Bien entendu, ceci ne s'applique pas aux nombreuses balivernes qui nous sont dites au jour le jour et qui sont le plus souvent le propos commun ou celui d'un mauvais joueur qui ne pense pas un mot de ce qu'il dit mais qui ne cherche qu'à provoquer notre réaction. À ceux-là, je réponds sur le même registre, ils pensent avoir été entendus et ça tue la discussion. Mais si un philosophe ou quelqu'un d'autre a passé toute une vie à élaborer une façon de penser, ne vaut-il pas la peine que je prenne quelques minutes pour comprendre son expérience? Suis-je si puriste que je sente mon esprit souillé simplement à comprendre une façon de penser qui n'est pas la mienne?
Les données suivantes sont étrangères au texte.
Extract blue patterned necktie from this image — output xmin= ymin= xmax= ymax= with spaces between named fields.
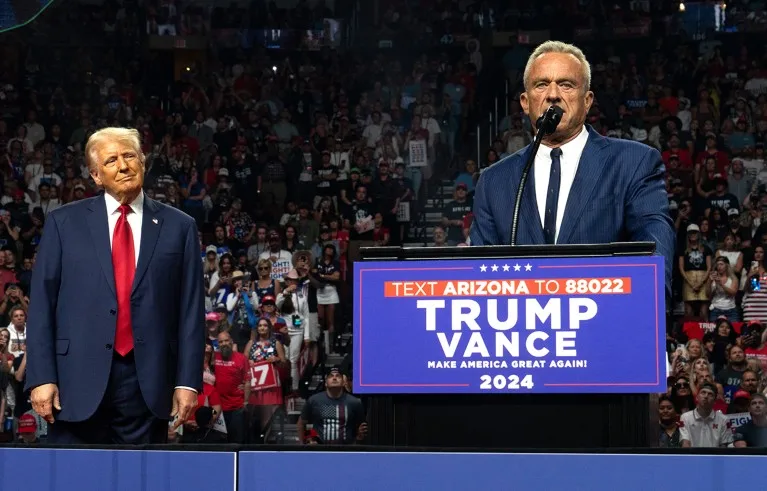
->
xmin=543 ymin=148 xmax=562 ymax=244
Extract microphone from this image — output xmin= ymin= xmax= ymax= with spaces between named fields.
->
xmin=535 ymin=105 xmax=565 ymax=137
xmin=509 ymin=105 xmax=564 ymax=245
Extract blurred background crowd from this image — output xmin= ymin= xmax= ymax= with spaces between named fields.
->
xmin=1 ymin=0 xmax=767 ymax=447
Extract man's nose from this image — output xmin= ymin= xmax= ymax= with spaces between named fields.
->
xmin=544 ymin=83 xmax=562 ymax=103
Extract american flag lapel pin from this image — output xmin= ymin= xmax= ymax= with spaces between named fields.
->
xmin=152 ymin=218 xmax=158 ymax=224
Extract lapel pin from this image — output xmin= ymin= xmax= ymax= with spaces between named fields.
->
xmin=152 ymin=218 xmax=158 ymax=224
Ne nous sommes-nous pas débarrassés de cette attitude antique qui consistait à refuser de lire un texte que nous n'avions pas pensé nous-mêmes?

 

Dans L'étonnement philosophique (p.440), Jeanne Hersch nous rappelle que «pour comprendre les philosophes, il faut s'efforcer de mimer leur attitude intellectuelle. Il faut consentir à penser avec eux en leur “prêtant” notre propre liberté. Si cette liberté s'y refuse, on ne les comprendra jamais». D'ailleurs, cet exercice n'est-il pas le meilleur moyen de clarifier notre propre pensée et de susciter en nous des questions pertinentes propres à ébranler les arguments d'un adversaire lors d'un débat? L'ennui c'est que j'aime tellement débattre que j'oublie parfois que je dois comprendre d'abord pour pouvoir débattre ensuite. Aurais-je peur de comprendre et ainsi perdre mon désir de débattre?